Israeli diamond and mining tycoon Beny Steinmetz was found guilty of bribing a public official to secure an iron-ore mine in Guinea worth billions of dollars.
Steinmetz was sentenced to five years by Judge Alexandra Banna in a Geneva court Friday. He was partially acquitted on forgery charges in the case.
Steinmetz and two colleagues were convicted of paying bribes of $8.5 million to Mamadie Toure, the wife of Guinea’s deceased former president Lansana Conte to help secure rights to the giant Simandou iron-ore mine.
Steinmetz’s investments in African mining have courted controversy and prompted multiple investigations — but until now no convictions. His lawyers argued he’d only met Toure once and never ordered anyone to pay her. That argument was rejected by Banna and the two other judges who reached their verdict after three days of deliberation.
“The fact that Steinmetz wasn’t aware of all details doesn’t change a thing,” the judge said in a ruling that took two hours to read out. “Steinmetz had his hand on the payments and was able to oversee the bribery process.”
After the ruling, a stoic Steinmetz, who remains free, called the ruling a “big injustice.” His lawyer said he will appeal all to the way to the Supreme Court.
Steinmetz was also ordered to pay a 50-million Swiss franc ($56.5 million) penalty.
Toure, whose pre-trial testimony contained “lies,” according to Steinmetz, was scheduled to testify at the trial but never showed up.
Steinmetz, a French and Israeli citizen who lived in Geneva until about 2016, is likely to appeal the verdict. France doesn’t extradite its own citizens and Israel doesn’t typically either for citizens who are residents at the time of their alleged crime.
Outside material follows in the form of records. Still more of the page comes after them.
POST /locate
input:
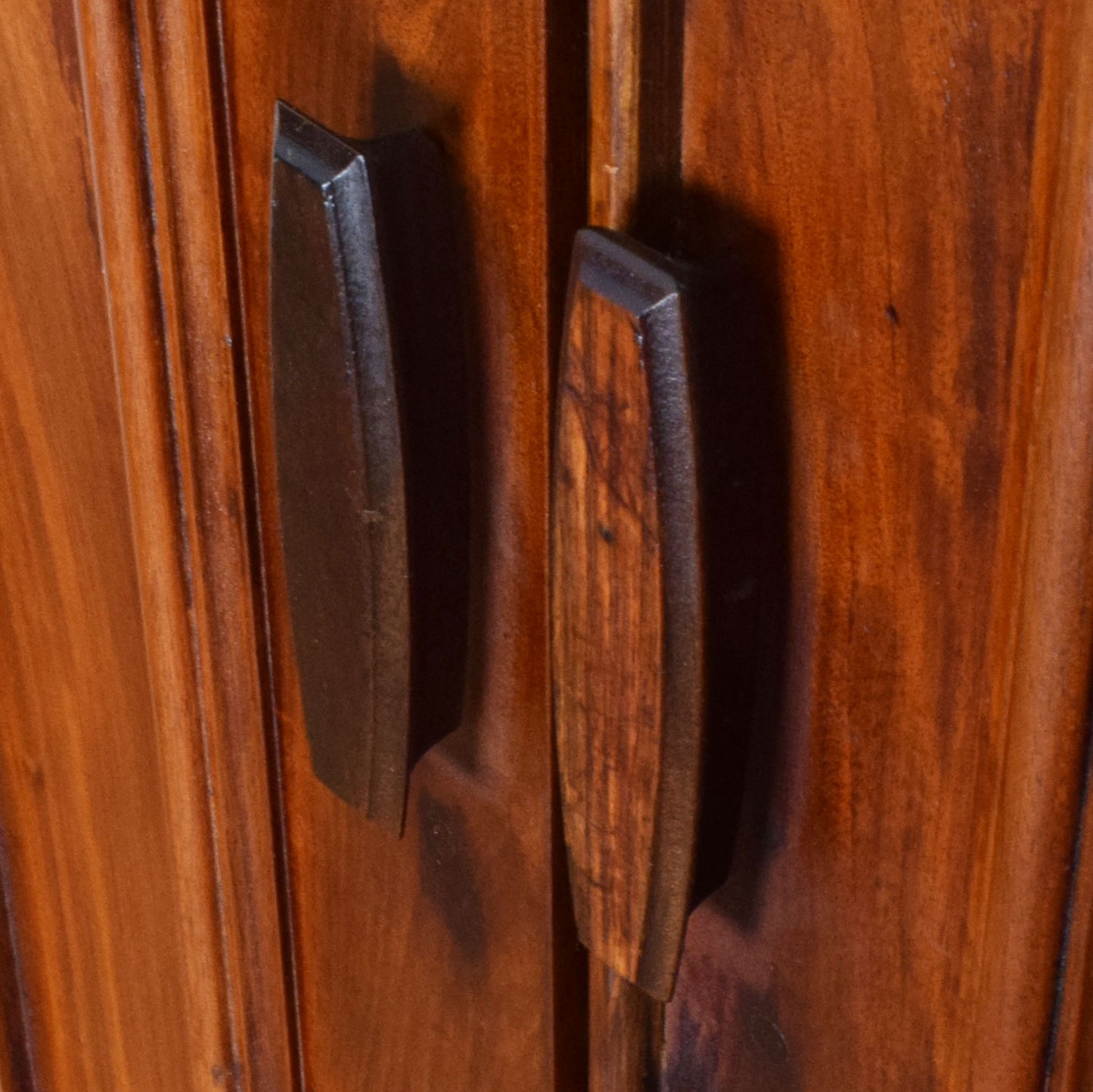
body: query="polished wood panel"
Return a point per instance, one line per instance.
(626, 603)
(906, 186)
(341, 488)
(113, 893)
(431, 962)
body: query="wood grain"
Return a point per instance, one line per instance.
(626, 609)
(893, 917)
(439, 946)
(114, 864)
(157, 129)
(341, 485)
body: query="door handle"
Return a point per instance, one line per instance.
(626, 608)
(368, 377)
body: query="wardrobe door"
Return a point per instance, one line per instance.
(439, 957)
(896, 201)
(139, 937)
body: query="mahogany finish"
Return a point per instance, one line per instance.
(139, 900)
(432, 962)
(914, 184)
(888, 210)
(626, 609)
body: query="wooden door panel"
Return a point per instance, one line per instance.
(429, 962)
(107, 861)
(902, 179)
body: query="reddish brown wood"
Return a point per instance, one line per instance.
(341, 485)
(626, 609)
(439, 946)
(370, 404)
(623, 1025)
(893, 917)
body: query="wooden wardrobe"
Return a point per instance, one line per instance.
(881, 218)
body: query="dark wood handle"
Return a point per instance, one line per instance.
(626, 608)
(371, 451)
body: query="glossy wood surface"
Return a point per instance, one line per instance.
(626, 605)
(341, 483)
(431, 962)
(908, 186)
(124, 883)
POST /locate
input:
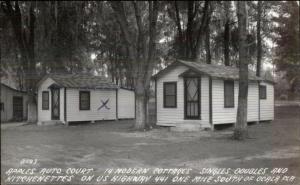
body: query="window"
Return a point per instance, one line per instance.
(170, 95)
(84, 100)
(2, 106)
(262, 92)
(45, 100)
(228, 93)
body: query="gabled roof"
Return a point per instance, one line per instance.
(83, 81)
(13, 89)
(217, 71)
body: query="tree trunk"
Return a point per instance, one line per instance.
(180, 34)
(26, 46)
(142, 65)
(227, 34)
(189, 30)
(258, 35)
(205, 18)
(240, 131)
(207, 45)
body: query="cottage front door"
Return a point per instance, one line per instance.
(18, 108)
(192, 98)
(55, 104)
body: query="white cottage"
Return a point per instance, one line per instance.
(72, 98)
(205, 95)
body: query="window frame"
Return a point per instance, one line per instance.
(48, 102)
(226, 96)
(164, 94)
(80, 103)
(260, 92)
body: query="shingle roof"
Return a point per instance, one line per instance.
(218, 71)
(82, 81)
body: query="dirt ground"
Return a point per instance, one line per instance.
(113, 145)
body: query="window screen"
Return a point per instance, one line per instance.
(262, 92)
(228, 93)
(170, 94)
(84, 100)
(45, 100)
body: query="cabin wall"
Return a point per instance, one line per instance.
(126, 104)
(74, 114)
(7, 95)
(222, 115)
(44, 115)
(173, 116)
(267, 105)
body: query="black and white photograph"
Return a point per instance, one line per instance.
(150, 92)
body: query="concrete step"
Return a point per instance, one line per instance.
(187, 127)
(50, 123)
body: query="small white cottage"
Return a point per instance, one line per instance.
(207, 95)
(72, 98)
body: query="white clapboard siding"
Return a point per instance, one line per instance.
(222, 115)
(7, 95)
(172, 116)
(74, 114)
(126, 104)
(267, 105)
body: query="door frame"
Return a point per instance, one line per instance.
(58, 97)
(198, 117)
(14, 112)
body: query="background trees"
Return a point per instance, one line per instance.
(129, 41)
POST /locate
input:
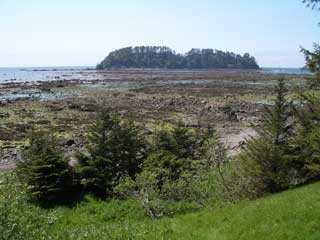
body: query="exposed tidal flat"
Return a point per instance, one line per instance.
(67, 98)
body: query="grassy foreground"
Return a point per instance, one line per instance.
(294, 214)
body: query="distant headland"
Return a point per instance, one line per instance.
(165, 57)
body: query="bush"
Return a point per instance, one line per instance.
(43, 170)
(169, 181)
(116, 148)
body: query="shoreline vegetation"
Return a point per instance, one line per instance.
(142, 155)
(164, 57)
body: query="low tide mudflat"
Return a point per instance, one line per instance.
(67, 101)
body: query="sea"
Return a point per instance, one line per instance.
(32, 74)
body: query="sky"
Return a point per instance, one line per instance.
(83, 32)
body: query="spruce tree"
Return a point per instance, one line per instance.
(116, 148)
(43, 169)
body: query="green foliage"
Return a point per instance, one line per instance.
(185, 166)
(43, 169)
(307, 139)
(289, 215)
(164, 57)
(18, 219)
(313, 65)
(116, 148)
(266, 159)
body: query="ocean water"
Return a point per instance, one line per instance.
(32, 74)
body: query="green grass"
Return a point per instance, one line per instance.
(293, 214)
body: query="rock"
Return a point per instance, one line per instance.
(70, 142)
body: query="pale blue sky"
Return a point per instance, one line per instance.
(82, 32)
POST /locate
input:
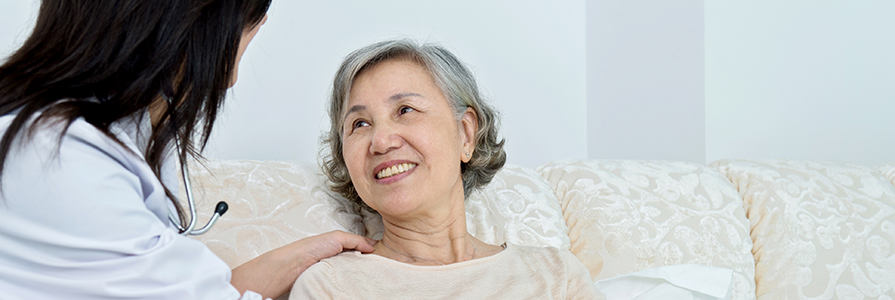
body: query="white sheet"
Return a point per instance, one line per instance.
(675, 282)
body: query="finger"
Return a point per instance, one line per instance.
(356, 242)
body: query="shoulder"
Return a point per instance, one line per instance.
(325, 279)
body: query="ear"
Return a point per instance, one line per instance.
(469, 125)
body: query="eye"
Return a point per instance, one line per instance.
(359, 123)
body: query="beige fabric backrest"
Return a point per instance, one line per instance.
(627, 215)
(274, 203)
(271, 204)
(821, 230)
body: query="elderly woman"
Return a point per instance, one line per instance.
(411, 137)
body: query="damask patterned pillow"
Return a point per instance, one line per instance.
(517, 206)
(629, 215)
(822, 230)
(271, 204)
(888, 170)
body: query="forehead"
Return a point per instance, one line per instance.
(391, 74)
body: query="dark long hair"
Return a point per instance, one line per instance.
(111, 59)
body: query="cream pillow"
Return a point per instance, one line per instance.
(271, 204)
(517, 206)
(822, 230)
(888, 170)
(630, 215)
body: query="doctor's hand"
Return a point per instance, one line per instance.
(272, 274)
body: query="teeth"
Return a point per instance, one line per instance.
(395, 170)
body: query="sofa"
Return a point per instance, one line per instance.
(789, 229)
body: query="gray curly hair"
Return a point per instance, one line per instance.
(458, 86)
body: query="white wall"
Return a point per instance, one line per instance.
(645, 84)
(527, 55)
(800, 80)
(796, 79)
(16, 20)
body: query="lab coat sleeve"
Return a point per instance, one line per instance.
(89, 222)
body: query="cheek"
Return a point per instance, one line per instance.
(354, 159)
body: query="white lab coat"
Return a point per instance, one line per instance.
(90, 222)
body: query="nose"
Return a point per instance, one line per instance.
(385, 139)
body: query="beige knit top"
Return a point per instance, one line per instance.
(515, 273)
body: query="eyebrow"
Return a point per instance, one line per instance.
(394, 97)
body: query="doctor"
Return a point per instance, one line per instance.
(95, 109)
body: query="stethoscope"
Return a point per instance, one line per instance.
(219, 209)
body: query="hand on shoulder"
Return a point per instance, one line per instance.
(273, 273)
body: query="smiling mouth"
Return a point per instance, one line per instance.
(395, 170)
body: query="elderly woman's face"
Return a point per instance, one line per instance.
(402, 144)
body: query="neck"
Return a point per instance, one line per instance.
(157, 109)
(436, 239)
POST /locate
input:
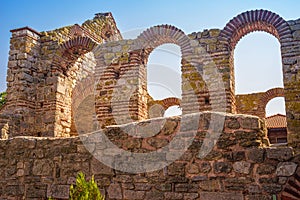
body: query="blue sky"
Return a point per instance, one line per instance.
(257, 56)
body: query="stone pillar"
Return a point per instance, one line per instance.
(21, 77)
(121, 84)
(291, 68)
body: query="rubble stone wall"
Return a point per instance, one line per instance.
(241, 165)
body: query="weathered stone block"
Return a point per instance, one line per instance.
(221, 196)
(286, 168)
(266, 169)
(42, 167)
(114, 191)
(131, 194)
(222, 167)
(58, 191)
(242, 167)
(281, 154)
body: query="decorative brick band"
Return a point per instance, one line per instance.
(71, 50)
(255, 20)
(271, 94)
(162, 34)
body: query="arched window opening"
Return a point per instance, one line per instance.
(276, 121)
(173, 111)
(275, 106)
(258, 66)
(164, 75)
(257, 63)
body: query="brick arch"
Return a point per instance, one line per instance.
(172, 101)
(71, 50)
(65, 58)
(255, 20)
(163, 34)
(83, 89)
(164, 104)
(271, 94)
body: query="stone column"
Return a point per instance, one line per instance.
(291, 69)
(21, 77)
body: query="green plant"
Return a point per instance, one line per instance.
(2, 98)
(85, 190)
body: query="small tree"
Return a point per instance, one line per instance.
(2, 98)
(85, 190)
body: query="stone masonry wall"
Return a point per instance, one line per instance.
(240, 166)
(40, 84)
(44, 69)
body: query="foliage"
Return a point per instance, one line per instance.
(85, 190)
(2, 98)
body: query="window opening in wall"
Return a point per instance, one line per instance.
(164, 75)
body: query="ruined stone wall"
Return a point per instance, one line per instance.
(241, 165)
(40, 84)
(45, 68)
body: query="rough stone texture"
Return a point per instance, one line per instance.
(51, 93)
(40, 167)
(51, 73)
(255, 104)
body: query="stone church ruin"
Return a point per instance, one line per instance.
(65, 84)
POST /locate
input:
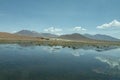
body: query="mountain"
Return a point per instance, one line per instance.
(34, 34)
(101, 37)
(75, 36)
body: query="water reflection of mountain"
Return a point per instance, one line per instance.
(113, 65)
(74, 47)
(52, 49)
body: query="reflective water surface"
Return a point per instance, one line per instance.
(19, 62)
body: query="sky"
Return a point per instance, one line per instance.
(61, 16)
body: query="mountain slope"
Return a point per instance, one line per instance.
(101, 37)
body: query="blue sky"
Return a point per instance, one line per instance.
(61, 16)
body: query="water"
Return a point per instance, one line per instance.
(19, 62)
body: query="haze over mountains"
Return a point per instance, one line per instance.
(74, 36)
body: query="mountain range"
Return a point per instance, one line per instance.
(74, 36)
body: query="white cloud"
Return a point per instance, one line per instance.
(78, 28)
(54, 30)
(114, 23)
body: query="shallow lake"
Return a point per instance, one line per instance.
(19, 62)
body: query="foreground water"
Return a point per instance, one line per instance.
(18, 62)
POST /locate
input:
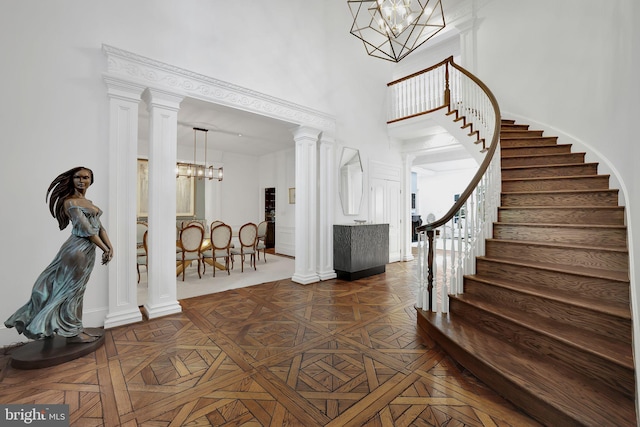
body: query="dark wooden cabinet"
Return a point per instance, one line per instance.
(270, 215)
(360, 250)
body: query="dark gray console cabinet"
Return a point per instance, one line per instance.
(360, 250)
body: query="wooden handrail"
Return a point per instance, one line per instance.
(413, 102)
(485, 163)
(417, 73)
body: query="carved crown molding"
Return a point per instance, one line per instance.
(131, 67)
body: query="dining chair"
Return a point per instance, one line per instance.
(191, 238)
(247, 236)
(220, 247)
(142, 258)
(141, 228)
(261, 240)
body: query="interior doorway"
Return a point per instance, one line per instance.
(270, 216)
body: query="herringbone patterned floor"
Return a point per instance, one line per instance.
(333, 353)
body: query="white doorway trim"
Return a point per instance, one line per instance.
(127, 77)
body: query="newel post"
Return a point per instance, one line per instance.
(430, 234)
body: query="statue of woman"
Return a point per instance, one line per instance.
(55, 306)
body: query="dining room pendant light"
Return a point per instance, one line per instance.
(195, 169)
(392, 29)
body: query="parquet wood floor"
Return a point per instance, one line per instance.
(333, 353)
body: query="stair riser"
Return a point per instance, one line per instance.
(527, 142)
(548, 348)
(588, 198)
(556, 184)
(577, 257)
(535, 151)
(520, 133)
(513, 126)
(580, 169)
(591, 321)
(587, 236)
(551, 159)
(603, 216)
(536, 404)
(602, 291)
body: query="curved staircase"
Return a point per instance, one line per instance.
(546, 319)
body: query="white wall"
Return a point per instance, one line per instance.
(435, 192)
(54, 113)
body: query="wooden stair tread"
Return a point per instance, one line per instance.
(608, 190)
(561, 245)
(560, 268)
(617, 208)
(559, 165)
(540, 156)
(575, 300)
(613, 351)
(586, 401)
(510, 147)
(547, 178)
(561, 225)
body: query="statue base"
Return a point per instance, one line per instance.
(53, 351)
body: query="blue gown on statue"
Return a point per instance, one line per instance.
(55, 306)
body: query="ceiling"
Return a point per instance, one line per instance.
(237, 131)
(230, 129)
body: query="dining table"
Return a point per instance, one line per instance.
(206, 244)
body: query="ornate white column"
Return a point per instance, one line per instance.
(306, 140)
(120, 221)
(326, 198)
(407, 161)
(163, 127)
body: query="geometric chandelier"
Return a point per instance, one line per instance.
(196, 170)
(392, 29)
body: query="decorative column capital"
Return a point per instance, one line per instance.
(302, 133)
(162, 98)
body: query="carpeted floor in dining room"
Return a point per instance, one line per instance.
(332, 353)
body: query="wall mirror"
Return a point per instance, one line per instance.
(351, 181)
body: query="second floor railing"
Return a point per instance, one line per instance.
(462, 231)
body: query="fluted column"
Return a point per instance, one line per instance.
(163, 127)
(326, 199)
(306, 140)
(120, 220)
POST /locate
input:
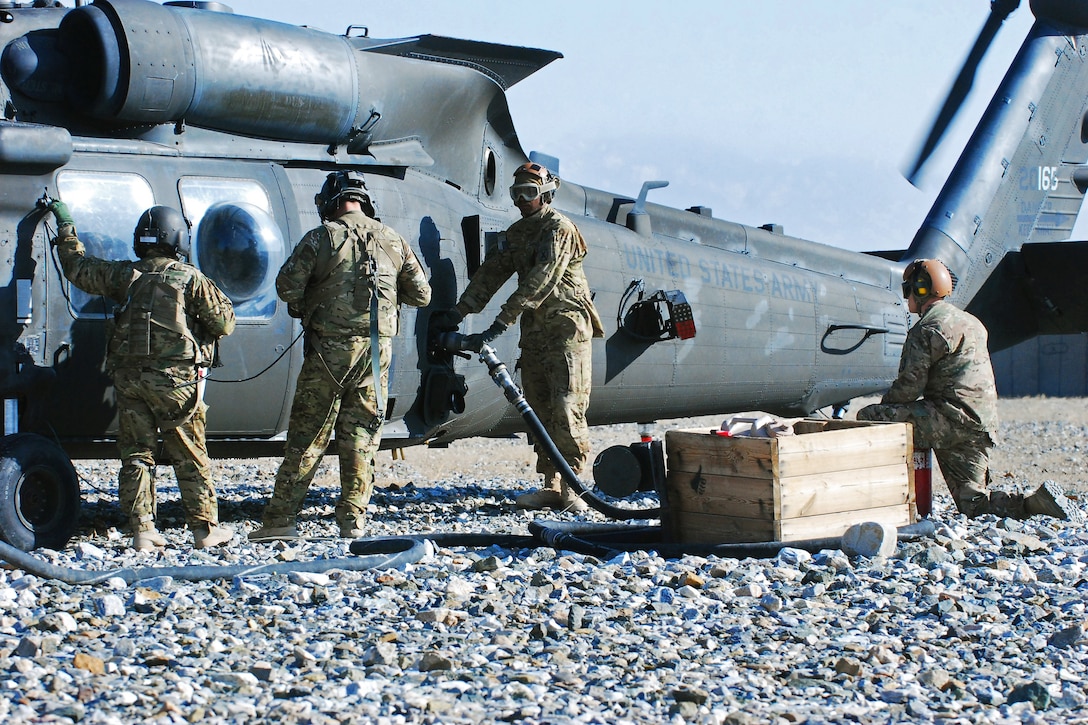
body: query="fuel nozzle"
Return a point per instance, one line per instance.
(452, 342)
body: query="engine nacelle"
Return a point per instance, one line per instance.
(139, 62)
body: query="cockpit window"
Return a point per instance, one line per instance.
(106, 208)
(236, 241)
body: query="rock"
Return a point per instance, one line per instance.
(869, 539)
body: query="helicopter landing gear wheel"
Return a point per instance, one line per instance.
(39, 493)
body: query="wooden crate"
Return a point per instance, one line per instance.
(816, 483)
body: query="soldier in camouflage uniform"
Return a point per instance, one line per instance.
(163, 339)
(946, 391)
(558, 322)
(330, 283)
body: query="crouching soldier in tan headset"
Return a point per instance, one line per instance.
(946, 391)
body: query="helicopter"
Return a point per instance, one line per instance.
(116, 106)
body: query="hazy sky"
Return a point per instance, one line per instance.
(789, 111)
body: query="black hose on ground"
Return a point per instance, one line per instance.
(379, 554)
(606, 541)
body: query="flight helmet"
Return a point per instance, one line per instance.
(532, 180)
(341, 185)
(161, 228)
(927, 278)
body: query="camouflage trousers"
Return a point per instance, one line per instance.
(334, 392)
(963, 455)
(153, 403)
(556, 382)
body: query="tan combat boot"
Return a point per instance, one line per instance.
(549, 496)
(148, 540)
(207, 536)
(1050, 501)
(571, 501)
During the trial, Steinmetz defended his investment in the mine, telling a Geneva court that the $5 billion valuation for the site that he secured for less than $200 million was part of the industry’s reward for risk-taking.
“If a business takes a risk, it’s normal that it’s compensated,” Steinmetz said during the trial. The project represented “a dream for Guinea,” one that for him, has turned into a nightmare.